The UK Home Office has struck up a data sharing agreement with the U.S. Department of Homeland Security, granting border controls access to police-held biometric data records in the UK.

Fingerprint and facial images archived in the UK police database are intended to facilitate the identification of individuals and enhance  biometric systems at U.S. immigration controls.

Although the Home Office declined to comment on the closed deal, a spokesman appeared to confirm the news saying, “The UK has a long-standing and close partnership with the USA which includes sharing data for specific purposes.
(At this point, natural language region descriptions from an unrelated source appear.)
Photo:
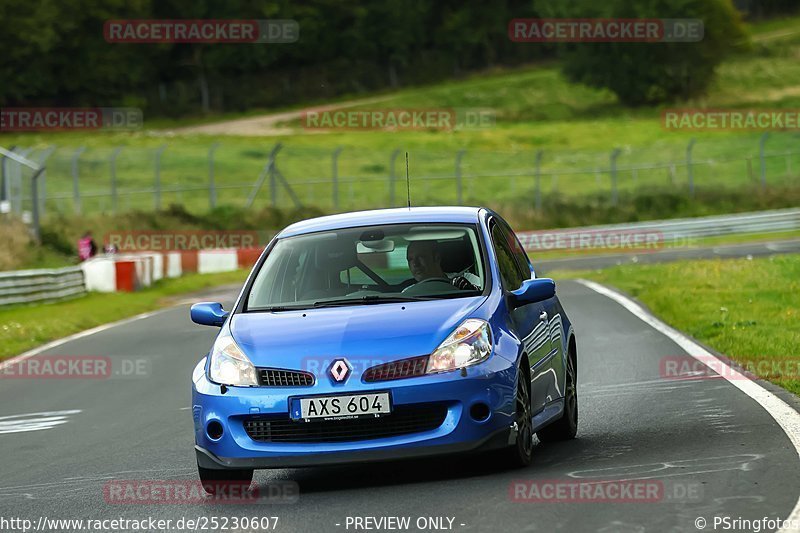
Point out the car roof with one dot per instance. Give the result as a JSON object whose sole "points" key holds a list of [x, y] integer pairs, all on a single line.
{"points": [[469, 215]]}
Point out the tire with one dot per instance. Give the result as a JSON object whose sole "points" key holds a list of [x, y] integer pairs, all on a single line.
{"points": [[217, 482], [520, 454], [566, 427]]}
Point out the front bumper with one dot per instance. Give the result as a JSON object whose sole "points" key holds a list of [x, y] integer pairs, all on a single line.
{"points": [[490, 383]]}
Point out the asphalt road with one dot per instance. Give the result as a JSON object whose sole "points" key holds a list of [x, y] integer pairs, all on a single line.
{"points": [[722, 251], [714, 450]]}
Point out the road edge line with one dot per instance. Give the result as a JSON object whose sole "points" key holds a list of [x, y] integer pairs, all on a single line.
{"points": [[784, 414], [79, 335]]}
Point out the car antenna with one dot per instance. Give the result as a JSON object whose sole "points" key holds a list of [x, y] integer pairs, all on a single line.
{"points": [[408, 184]]}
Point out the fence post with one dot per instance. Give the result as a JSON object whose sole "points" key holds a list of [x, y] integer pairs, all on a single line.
{"points": [[262, 176], [212, 191], [4, 187], [761, 156], [392, 176], [614, 193], [277, 175], [157, 194], [689, 170], [42, 187], [113, 166], [335, 176], [273, 183], [37, 230], [538, 180], [76, 193], [459, 187]]}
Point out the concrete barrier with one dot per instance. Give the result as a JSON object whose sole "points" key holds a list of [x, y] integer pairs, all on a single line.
{"points": [[173, 265]]}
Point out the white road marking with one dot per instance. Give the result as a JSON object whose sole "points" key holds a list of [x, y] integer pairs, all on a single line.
{"points": [[786, 417], [86, 333], [34, 421]]}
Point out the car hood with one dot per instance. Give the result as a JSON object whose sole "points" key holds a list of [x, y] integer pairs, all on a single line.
{"points": [[372, 333]]}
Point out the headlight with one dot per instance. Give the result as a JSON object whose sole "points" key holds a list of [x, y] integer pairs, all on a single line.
{"points": [[469, 344], [230, 366]]}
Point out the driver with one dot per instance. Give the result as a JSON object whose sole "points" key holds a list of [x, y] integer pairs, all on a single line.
{"points": [[425, 262]]}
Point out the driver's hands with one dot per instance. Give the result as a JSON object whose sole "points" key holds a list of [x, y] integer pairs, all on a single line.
{"points": [[463, 283]]}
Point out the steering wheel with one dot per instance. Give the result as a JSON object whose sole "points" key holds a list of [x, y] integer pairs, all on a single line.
{"points": [[428, 280], [441, 280]]}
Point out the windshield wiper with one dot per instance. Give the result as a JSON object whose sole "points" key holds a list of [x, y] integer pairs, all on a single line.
{"points": [[278, 308], [372, 299]]}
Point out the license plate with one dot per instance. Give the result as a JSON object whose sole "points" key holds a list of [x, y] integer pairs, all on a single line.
{"points": [[341, 407]]}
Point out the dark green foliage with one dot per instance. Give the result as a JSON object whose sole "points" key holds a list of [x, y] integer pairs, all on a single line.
{"points": [[650, 73]]}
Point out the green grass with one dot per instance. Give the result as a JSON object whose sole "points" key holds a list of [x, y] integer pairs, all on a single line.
{"points": [[577, 127], [24, 328], [693, 243], [745, 309]]}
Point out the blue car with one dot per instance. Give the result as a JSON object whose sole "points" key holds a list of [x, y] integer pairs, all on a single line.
{"points": [[384, 334]]}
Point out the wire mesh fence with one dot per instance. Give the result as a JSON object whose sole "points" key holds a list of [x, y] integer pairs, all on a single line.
{"points": [[113, 179]]}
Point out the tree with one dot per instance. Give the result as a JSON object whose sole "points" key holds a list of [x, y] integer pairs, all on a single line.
{"points": [[646, 72]]}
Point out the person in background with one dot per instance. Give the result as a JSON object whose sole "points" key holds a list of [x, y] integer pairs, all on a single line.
{"points": [[86, 246]]}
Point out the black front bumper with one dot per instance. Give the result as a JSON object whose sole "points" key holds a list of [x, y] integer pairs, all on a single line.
{"points": [[497, 440]]}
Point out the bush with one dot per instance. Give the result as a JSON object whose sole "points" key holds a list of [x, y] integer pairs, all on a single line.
{"points": [[650, 73]]}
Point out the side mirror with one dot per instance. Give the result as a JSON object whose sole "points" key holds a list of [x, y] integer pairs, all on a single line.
{"points": [[534, 290], [208, 314]]}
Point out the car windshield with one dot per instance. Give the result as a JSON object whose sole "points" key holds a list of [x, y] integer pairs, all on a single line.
{"points": [[375, 264]]}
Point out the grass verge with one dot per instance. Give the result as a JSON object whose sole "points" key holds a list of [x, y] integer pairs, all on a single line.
{"points": [[746, 309], [695, 242], [24, 328]]}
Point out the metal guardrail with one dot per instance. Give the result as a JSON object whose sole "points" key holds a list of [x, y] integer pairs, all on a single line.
{"points": [[710, 226], [28, 286]]}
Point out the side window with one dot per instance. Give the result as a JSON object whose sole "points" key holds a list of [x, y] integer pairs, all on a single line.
{"points": [[519, 252], [355, 276], [510, 273]]}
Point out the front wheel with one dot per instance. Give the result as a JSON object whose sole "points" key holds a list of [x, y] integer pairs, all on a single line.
{"points": [[566, 427], [219, 482], [521, 453]]}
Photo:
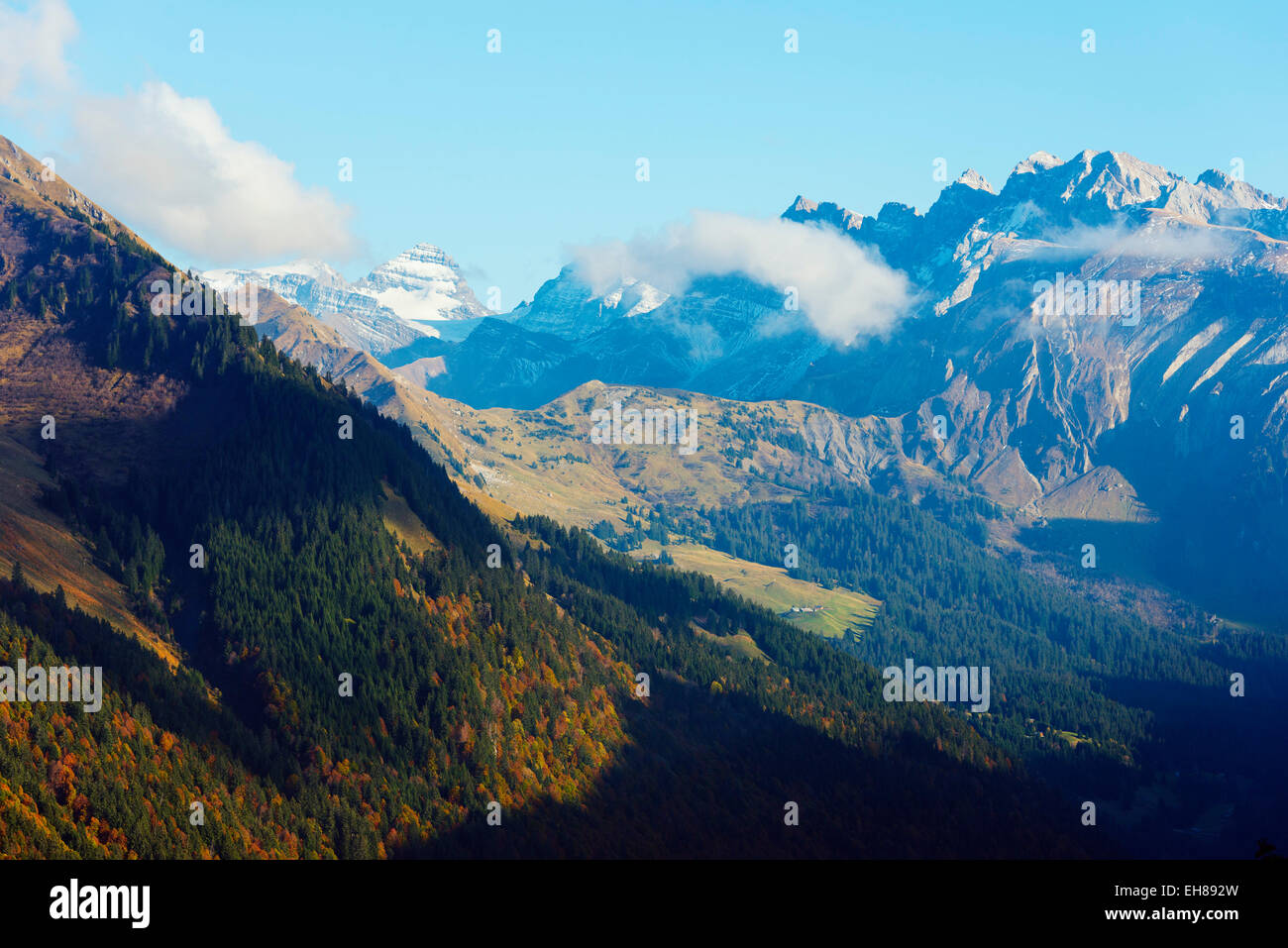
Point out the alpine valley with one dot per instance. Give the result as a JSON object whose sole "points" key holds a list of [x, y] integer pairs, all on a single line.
{"points": [[360, 579]]}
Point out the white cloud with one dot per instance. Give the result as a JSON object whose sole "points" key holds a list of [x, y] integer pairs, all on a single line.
{"points": [[165, 163], [1164, 241], [31, 50], [842, 288]]}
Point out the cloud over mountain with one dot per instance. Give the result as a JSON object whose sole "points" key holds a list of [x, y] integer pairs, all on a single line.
{"points": [[166, 161], [842, 288]]}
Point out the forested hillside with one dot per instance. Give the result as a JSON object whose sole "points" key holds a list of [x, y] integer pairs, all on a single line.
{"points": [[1098, 702]]}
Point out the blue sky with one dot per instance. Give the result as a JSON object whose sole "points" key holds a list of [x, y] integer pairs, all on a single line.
{"points": [[506, 159]]}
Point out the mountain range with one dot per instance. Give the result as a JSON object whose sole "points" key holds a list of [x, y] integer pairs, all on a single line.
{"points": [[351, 612], [1068, 411], [417, 294]]}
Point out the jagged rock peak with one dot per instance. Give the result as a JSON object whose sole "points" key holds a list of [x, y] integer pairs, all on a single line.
{"points": [[974, 179]]}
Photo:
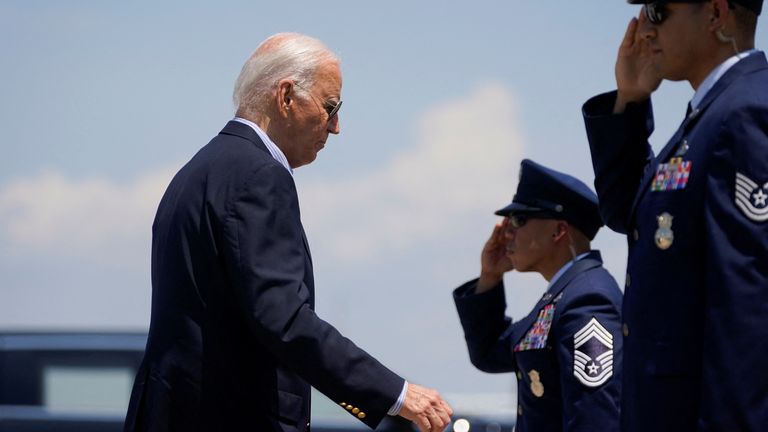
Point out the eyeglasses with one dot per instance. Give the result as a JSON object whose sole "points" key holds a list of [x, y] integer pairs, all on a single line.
{"points": [[331, 108], [657, 11], [517, 221]]}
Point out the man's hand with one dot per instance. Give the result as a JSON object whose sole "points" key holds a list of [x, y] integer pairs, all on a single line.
{"points": [[493, 260], [426, 408], [637, 74]]}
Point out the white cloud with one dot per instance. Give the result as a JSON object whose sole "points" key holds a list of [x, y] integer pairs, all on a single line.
{"points": [[463, 164], [54, 214]]}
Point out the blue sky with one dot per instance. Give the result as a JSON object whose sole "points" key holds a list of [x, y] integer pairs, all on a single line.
{"points": [[102, 101]]}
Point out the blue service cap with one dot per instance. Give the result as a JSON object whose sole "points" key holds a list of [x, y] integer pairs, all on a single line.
{"points": [[542, 190], [755, 6]]}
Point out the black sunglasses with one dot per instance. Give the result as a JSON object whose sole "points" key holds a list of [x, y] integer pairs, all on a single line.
{"points": [[657, 11], [331, 108], [517, 221]]}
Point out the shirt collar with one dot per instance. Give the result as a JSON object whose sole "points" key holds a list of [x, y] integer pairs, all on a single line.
{"points": [[715, 75], [564, 269], [273, 149]]}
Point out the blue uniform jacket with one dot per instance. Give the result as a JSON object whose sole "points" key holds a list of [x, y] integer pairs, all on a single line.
{"points": [[696, 291], [234, 343], [566, 353]]}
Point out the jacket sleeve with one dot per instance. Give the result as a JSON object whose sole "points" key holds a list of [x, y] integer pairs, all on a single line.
{"points": [[589, 354], [266, 257], [736, 273], [620, 154], [487, 330]]}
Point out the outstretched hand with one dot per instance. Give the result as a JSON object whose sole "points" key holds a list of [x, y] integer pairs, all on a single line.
{"points": [[426, 408], [637, 74], [494, 261]]}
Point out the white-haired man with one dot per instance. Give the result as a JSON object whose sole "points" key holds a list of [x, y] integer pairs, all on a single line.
{"points": [[234, 342]]}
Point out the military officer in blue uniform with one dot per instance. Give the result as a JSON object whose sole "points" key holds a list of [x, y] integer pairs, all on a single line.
{"points": [[695, 214], [566, 353]]}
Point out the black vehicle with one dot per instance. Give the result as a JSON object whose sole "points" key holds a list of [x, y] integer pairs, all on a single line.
{"points": [[81, 382], [75, 381]]}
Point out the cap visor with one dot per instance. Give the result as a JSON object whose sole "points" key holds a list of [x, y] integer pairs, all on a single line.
{"points": [[517, 208]]}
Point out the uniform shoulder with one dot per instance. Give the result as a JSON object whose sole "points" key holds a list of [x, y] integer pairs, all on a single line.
{"points": [[595, 285]]}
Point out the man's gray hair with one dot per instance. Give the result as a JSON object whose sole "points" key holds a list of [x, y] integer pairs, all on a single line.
{"points": [[284, 55]]}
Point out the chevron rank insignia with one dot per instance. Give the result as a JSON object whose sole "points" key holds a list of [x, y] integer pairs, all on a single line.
{"points": [[593, 354], [751, 198]]}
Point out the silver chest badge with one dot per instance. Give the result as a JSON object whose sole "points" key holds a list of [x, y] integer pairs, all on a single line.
{"points": [[664, 235], [537, 388]]}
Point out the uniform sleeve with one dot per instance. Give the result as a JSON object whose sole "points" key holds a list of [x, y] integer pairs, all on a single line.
{"points": [[735, 341], [589, 348], [487, 330], [620, 153], [266, 258]]}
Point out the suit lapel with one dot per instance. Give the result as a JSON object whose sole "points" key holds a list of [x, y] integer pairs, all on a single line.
{"points": [[244, 131], [750, 64], [590, 261]]}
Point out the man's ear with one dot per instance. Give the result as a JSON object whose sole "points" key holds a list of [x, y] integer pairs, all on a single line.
{"points": [[284, 97], [718, 14], [561, 230]]}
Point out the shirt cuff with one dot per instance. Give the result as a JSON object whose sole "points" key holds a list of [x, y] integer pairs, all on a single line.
{"points": [[395, 410]]}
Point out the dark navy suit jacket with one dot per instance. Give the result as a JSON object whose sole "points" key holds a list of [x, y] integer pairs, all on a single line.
{"points": [[569, 381], [696, 313], [234, 343]]}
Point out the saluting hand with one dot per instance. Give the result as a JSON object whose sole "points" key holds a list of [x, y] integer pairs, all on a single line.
{"points": [[637, 74], [426, 408], [494, 261]]}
We are in regular discussion with them on new proposals or initiatives to improve public safety and enable legitimate travel.”

The UK’s robust police database is built upon a regime whereby biometric data that is collected on arrest in a national security threat incident can be retained for a 3-year period, with the option to extend the retention period for a further 2 years if it is deemed necessary, irrespective of whether a criminal charge is handed down or further action is taken.

The body met with representatives of the US Department of Homeland Security this week to discuss a proposed outline for UK police data to be integrated with biometric records held by U.S. ports, to increase intelligence of known offenders in the UK who may pose a threat to U.S. and international security.

The two bodies are members of the Enhanced Border Security Partnership (EBSP) which is designed to strengthen relations between multi-nations and increase biometric data sharing, primarily between the European Union and U.S.

Israel was the latest country to sign up to the partnership in March, which Washington aims to make compulsory for 40 more countries under the Visa Waiver Programme.

Under the Visa Waiver Programme, foreign citizens are entitled to enter the Unites States visa-free for up to 90 days but under the condition that these countries must allow U.S. access to their fingerprint databases.

In light of major international terror incidents like 9/11, the U.S. has embarked on several data-sharing agreements with the European Union to increase transparency over known terror offenders.

Patrick Breyer, LIBE committee member and Pirate Party MEP, said the meeting revealed that the UK – and three EU member states – had already signed up to reintroduce US visa requirements which grant access to police biometric databases in the U.S.

Breyer noted: “I expect the EU Commission and also the German government to reject the demand of the US authorities and not allow themselves to be blackmailed”.